達彦のこの問いに対してどう答えたらいいのでしょうか。桜子はまっすぐな思いで答えようとします。「生きてるからだよ。生きてる人間は絶望なんかしとられん。達彦さんといっしょに幸せになりたいからだよ。」一緒に生きていきたい、という桜子のまっすぐな思いが達彦の苦悩を抱えていくだろうということはわかります。人を救うのはやはり人だから。けれどこの「答え」自体はやはり達彦への答えになっていないのだと思います。夫が「政治家は繊細じゃない」と言ったことの意味。繊細じゃない政治家は、苦しむ人間の問いにたいして、もっともらしい答えをお手軽に与えます。「君たちが戦ってくれたおかげで、今の平和があるんだ。」そうして靖国神社に「英霊」をうやうやしく祀ることで、死者の魂を慰めた気になっている。私はこういうお手軽な「答え」が嫌いです。憎んでいる、とさえ言ってもいいかもしれません。だからキリスト教も含め、ある種の宗教が嫌いです。語りえぬものについては口を閉ざせ。重い問いについて、同じだけの重みを持った言葉で答えられないのであれば、答えるかわりに自分もその問いを抱えて黙って生きよ。「なぜなのですか。なぜ彼らは酷い死を死なねばならなかったのですか。なぜ私は人を殺さねばならなかったのですか。」…「日本の自衛のために」などという答えをもっともらしく簡単に与えて慰藉し、今また同じ目的のために「戦争のできる国」を作り上げようとしている政治家を、私は(夫が言ったように)繊細さのかけらも持ち合わせていない、鈍感で厚顔な人間たちだと思います。
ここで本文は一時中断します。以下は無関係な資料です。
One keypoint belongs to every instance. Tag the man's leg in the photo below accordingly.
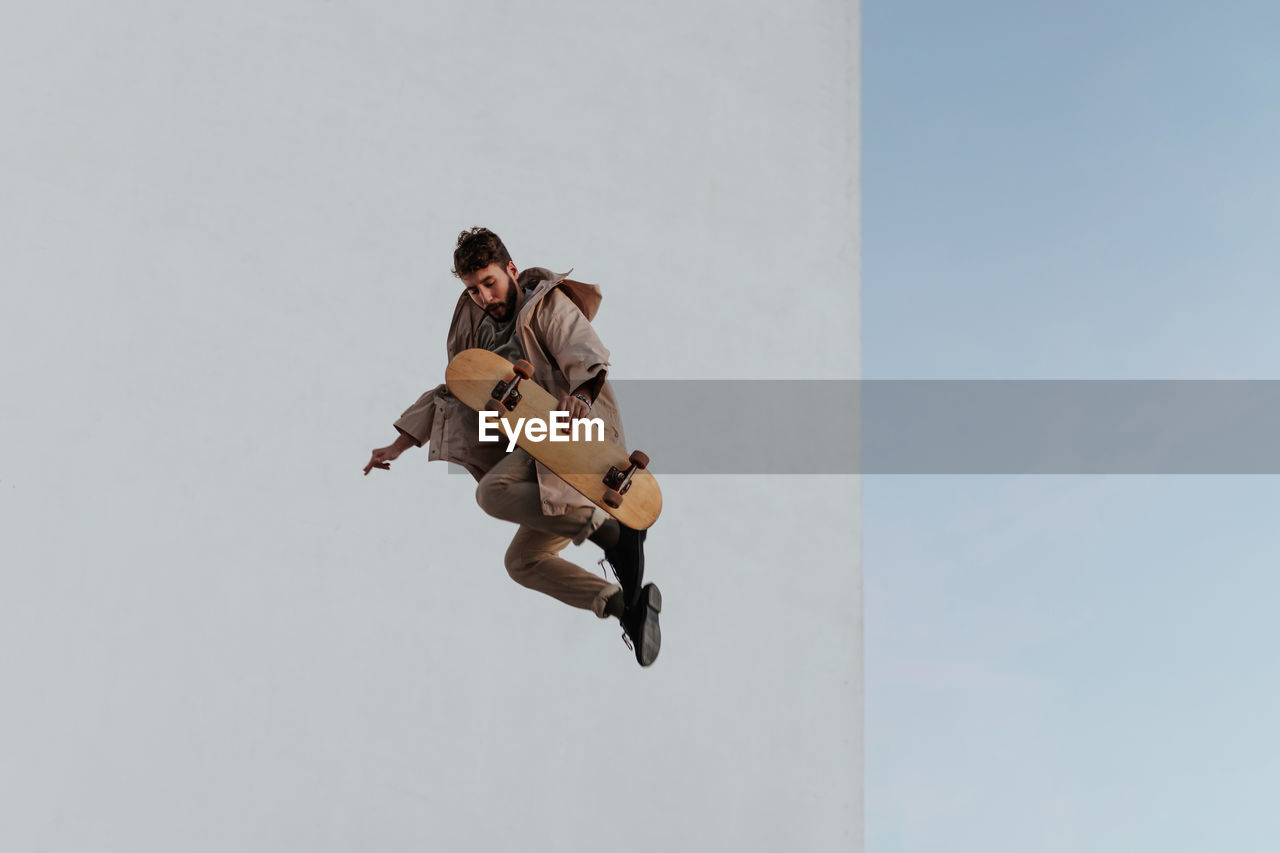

達彦の心につかえた鉛を吐き出させたい桜子は、達彦が見捨てたという戦友の姉に会いに行こうと達彦を誘います。遺品を渡しながら達彦が「申し訳ありませんでした。どうかおゆるし下さい」と言うと、戦友の姉である人が言います。「ゆるしません。ゆるしてしまったら弟が浮かばれないからです。この戦争を私はゆるさないことに決めたんです。この戦争がよいこと、正しいことだ、戦うべき価値があるんだと弟を奮い立たせて戦場へ送り込んだ人たちのことも、それを止めなかった自分も。ですから、あなたのこともゆるしません。」


A級戦犯でさえゆるしてしまう日本人は、この朝ドラの台詞にどう感じたでしょうか。ゆるすということは美しいことのように思われています。達彦はゆるしてあげてもいいように思います。A級戦犯だってやむなき事情の人もいたんだろうし、ゆるしてあげてもいいように思います。けれど、そうして戦争そのものも、いつのまにかゆるしてしまっているのではないでしょうか。人をゆるし、戦争そのものさえゆるしてしまった日本人には、ゆるしてくれない中国人や韓国人が不寛容であり、いつまでも敵対的であるように感じられます。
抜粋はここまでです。